However — and this is a pretty big “however” — this brief dip in visual and narrative energy barely matters moving forward. As the threat of a blackout looms and the characters prepare to confront each other over things left unsaid, the film settles into a rhythm, both in its more intimate moments (often non-musical ones, shared over delectably photographed food) and in its more vibrant, energetic dance scenes, one of which unfolds in a scintillating nightclub.
The film’s biggest aesthetic question is how to frame people. It does this quite deftly throughout when it comes to individuals, whose stories it punctuates through close-ups. This is helped immensely by the fact that ostensible leads Ramos and Barrera are able to balance huge bursts of musical emotion with moments of restraint, culminating in a spellbinding single-take musical sequence between the two of them. The film is a rousing success in this regard, though it’s hardly a surprise; Hollywood, after all, is the realm of the individual, most often telling stories of people who rise above.
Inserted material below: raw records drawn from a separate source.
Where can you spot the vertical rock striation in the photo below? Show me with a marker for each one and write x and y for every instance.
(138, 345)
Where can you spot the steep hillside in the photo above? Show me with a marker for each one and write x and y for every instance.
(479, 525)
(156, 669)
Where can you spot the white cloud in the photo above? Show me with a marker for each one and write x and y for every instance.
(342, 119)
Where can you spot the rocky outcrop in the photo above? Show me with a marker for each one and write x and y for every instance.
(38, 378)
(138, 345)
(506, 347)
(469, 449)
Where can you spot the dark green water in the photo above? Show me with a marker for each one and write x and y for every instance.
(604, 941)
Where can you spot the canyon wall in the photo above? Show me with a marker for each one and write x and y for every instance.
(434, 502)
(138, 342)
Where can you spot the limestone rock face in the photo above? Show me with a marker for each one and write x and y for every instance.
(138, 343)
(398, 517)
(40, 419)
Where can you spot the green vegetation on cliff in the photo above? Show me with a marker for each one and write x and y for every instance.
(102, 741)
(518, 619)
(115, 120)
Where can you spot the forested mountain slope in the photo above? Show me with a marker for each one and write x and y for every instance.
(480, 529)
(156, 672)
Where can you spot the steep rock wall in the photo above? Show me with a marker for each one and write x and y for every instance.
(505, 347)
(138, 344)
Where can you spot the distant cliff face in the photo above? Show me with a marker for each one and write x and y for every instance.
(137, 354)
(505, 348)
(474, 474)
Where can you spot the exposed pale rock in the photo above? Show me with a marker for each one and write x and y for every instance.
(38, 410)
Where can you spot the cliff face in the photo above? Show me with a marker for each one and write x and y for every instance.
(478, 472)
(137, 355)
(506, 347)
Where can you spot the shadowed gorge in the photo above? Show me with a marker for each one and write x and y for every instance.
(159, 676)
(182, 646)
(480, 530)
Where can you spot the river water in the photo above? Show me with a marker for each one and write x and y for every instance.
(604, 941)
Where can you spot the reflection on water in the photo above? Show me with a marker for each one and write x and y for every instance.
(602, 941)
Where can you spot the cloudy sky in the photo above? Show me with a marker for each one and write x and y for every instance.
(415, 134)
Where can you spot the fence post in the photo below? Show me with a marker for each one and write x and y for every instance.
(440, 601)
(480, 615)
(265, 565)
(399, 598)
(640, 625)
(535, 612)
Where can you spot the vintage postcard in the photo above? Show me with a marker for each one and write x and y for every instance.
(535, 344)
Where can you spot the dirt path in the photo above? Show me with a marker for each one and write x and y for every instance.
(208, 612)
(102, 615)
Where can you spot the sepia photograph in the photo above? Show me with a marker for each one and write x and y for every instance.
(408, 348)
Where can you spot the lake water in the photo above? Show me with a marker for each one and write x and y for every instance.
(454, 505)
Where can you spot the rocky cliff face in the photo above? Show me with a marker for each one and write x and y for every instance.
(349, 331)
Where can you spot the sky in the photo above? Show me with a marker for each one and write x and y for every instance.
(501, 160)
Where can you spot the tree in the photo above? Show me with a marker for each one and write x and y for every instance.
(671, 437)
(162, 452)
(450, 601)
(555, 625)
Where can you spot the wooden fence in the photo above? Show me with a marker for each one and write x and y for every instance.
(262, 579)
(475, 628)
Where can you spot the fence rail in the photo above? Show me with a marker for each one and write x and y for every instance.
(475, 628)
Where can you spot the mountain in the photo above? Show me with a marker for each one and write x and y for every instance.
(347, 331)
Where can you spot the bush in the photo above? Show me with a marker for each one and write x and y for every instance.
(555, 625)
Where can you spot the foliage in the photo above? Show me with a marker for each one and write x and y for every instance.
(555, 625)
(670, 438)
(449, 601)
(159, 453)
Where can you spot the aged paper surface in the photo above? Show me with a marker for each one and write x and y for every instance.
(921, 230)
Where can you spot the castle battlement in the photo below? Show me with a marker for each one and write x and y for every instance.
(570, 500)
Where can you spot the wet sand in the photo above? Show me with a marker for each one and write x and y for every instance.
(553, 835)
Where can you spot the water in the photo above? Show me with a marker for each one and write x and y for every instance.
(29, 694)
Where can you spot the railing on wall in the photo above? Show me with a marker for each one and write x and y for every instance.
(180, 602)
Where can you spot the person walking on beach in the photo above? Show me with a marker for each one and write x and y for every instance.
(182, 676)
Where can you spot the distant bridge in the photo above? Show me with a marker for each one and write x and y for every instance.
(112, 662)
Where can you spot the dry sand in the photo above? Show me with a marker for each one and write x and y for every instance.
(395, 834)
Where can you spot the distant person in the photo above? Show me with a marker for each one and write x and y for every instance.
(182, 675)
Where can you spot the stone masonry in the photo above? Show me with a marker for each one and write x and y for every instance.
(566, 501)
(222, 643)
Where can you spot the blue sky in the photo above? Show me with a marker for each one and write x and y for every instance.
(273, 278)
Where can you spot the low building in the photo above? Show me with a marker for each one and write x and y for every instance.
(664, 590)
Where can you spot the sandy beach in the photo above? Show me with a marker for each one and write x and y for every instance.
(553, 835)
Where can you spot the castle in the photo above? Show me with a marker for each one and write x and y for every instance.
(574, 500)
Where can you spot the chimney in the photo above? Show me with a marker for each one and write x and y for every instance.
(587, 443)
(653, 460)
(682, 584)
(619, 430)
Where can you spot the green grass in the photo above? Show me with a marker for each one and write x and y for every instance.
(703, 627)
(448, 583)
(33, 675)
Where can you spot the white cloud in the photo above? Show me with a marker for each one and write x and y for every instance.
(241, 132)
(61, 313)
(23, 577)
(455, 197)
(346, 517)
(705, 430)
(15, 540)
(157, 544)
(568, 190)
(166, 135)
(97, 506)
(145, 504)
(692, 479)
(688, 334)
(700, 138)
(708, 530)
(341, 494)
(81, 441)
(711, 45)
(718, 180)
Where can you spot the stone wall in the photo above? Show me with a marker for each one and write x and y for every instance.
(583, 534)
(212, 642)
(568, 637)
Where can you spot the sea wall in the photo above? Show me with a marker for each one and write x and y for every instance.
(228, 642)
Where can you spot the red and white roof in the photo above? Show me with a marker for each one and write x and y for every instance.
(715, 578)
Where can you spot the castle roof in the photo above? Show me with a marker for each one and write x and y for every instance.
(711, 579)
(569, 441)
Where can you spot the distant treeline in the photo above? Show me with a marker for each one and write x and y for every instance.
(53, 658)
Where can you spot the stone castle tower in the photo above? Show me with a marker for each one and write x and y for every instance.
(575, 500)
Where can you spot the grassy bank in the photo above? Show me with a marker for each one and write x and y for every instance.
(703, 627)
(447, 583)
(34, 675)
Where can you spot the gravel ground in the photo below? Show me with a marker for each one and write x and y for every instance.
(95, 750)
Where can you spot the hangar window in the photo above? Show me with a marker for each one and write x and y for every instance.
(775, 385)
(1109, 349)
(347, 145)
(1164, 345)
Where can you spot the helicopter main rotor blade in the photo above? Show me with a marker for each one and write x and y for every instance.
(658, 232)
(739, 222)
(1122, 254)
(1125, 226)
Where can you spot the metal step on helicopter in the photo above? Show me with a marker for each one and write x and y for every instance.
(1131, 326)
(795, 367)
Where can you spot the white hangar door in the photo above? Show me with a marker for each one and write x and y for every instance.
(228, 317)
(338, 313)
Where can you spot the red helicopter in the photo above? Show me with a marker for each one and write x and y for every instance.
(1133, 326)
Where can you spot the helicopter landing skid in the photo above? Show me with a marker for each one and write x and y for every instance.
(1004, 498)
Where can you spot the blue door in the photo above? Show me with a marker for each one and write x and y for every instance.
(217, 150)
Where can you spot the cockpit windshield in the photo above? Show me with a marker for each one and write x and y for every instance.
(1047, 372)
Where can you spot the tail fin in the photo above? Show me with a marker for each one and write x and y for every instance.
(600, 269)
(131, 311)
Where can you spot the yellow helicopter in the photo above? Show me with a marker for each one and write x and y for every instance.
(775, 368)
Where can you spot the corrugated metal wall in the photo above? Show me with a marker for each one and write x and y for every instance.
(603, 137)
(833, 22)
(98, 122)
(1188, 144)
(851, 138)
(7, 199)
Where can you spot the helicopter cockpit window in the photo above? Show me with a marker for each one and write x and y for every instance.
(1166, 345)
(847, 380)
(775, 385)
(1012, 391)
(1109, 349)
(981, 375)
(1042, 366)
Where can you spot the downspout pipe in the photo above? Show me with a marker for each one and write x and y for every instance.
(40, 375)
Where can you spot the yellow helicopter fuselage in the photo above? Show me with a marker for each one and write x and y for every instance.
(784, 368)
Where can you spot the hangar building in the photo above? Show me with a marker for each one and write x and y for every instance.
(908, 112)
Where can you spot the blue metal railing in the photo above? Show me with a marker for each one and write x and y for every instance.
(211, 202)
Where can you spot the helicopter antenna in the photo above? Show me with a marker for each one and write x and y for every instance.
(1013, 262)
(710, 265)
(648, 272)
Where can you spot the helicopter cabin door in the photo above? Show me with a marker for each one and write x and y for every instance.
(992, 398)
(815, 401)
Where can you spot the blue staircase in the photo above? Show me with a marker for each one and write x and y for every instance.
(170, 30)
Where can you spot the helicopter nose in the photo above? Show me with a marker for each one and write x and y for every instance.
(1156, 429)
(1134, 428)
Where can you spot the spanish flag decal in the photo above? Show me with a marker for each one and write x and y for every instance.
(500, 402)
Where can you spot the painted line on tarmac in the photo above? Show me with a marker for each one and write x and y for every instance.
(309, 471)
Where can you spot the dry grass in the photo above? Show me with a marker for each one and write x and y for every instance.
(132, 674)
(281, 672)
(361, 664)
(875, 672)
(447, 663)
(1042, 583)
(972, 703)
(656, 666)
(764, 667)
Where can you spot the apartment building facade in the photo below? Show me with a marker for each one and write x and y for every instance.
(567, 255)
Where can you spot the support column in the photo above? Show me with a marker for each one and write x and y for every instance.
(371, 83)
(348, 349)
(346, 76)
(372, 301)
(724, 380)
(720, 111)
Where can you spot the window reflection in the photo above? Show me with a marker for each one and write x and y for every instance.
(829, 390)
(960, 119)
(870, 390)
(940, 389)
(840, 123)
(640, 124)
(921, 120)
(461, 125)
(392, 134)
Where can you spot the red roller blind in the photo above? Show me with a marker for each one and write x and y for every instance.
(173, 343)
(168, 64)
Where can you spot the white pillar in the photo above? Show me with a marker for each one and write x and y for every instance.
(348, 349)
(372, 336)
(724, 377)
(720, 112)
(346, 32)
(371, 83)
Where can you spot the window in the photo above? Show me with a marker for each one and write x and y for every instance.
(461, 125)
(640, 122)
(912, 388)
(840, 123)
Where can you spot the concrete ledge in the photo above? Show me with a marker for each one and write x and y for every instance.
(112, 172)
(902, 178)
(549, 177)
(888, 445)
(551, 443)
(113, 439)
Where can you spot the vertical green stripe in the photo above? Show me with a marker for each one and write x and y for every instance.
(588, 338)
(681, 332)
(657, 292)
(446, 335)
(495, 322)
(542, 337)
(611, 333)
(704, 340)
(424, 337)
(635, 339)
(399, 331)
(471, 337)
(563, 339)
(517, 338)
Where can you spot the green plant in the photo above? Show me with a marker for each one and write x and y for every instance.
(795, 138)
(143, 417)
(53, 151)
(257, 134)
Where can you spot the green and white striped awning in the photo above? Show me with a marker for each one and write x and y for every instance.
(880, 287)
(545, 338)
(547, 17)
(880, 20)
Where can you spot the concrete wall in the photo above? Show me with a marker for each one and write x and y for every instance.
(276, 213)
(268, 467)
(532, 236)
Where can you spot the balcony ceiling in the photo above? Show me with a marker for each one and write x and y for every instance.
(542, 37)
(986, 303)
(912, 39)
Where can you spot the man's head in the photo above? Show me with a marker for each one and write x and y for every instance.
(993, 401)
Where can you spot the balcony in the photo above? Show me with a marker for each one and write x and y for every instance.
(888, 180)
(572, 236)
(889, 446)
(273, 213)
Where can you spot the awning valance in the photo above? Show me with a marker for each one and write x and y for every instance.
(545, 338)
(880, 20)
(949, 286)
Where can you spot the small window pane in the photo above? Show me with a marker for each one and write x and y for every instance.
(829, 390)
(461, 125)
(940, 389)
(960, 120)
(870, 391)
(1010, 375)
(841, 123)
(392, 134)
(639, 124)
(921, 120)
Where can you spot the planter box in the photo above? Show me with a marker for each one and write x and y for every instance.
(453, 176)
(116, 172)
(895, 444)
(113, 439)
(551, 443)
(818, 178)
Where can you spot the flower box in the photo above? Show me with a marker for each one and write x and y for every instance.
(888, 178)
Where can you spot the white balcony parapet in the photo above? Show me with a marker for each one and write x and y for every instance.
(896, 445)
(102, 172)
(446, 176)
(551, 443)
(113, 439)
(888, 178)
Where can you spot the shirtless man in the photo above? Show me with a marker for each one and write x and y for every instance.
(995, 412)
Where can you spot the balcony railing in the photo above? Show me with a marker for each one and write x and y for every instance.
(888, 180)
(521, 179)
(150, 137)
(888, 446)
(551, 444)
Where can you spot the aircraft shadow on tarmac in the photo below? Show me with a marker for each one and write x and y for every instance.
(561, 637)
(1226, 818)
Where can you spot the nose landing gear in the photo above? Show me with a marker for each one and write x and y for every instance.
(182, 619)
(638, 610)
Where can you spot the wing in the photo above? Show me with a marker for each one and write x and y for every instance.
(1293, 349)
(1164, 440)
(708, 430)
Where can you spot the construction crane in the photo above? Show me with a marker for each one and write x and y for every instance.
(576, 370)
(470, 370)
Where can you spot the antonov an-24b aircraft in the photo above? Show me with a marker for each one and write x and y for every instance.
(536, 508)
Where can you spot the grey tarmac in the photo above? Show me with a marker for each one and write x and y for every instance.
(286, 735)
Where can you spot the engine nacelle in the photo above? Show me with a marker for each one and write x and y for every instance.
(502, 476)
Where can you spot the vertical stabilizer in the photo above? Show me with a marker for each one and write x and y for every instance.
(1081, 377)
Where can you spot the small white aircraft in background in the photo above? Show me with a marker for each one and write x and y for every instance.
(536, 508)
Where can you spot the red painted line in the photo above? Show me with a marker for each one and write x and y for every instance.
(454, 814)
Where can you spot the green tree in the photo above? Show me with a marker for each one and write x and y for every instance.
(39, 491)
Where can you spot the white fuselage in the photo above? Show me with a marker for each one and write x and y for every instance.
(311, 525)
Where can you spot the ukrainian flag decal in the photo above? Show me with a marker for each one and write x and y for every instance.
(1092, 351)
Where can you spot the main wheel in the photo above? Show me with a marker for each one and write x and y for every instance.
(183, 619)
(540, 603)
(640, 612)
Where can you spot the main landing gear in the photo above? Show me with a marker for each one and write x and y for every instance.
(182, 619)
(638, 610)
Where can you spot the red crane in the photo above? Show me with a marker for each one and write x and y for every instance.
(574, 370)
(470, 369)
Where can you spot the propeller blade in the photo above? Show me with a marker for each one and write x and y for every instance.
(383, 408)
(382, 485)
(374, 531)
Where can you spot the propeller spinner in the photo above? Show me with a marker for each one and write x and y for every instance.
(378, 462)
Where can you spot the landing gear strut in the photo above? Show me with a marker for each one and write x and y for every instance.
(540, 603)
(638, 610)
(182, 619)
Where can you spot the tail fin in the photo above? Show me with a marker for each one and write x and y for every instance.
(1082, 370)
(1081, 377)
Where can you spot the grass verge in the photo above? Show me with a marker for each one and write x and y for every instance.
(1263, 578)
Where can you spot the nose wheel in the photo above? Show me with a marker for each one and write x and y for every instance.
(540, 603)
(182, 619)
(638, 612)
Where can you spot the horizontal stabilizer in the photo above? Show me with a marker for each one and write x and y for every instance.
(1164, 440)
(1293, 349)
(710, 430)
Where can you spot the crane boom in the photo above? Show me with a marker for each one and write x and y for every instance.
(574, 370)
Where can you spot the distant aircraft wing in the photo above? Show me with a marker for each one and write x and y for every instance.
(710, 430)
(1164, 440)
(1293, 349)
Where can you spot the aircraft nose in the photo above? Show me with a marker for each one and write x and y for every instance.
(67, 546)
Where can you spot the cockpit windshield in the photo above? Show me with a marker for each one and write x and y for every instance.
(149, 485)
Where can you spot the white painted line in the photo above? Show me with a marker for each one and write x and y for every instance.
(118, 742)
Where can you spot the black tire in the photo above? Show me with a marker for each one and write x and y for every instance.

However, In the Heights is not an individualistic story. It’s one of found family and community, and one that needs its extras and dancers to feel like more than just a backdrop. The film occasionally falters at this — for instance, a candlelight vigil, which arrives at a key moment and leaves just as quickly, lacks the emotional resonance of the more personal, individual story playing out simultaneously. But the film soon finds itself in this regard, culminating in the show-stopping celebratory number “Carnaval del Barrio,” which goes against most musical instincts and places a large crowd of characters in a cramped setting, allowing their joie de vivre to feel defiant in the face of tragedy. The scene is downright overwhelming.
At its loudest, In the Heights explodes with uncontainable energy. At its quietest, it becomes a reflection on memory, and the connections that make up a culture, a story, and a history; “Little details,” Abuela Claudia says, “that tell the world we are not invisible.” But there are some moments where the film does both these things at once, as it fills the screen with small acts of heroism, and with people dancing and dreaming in darkness. Above all, it does what a great musical should do. It makes you feel alive.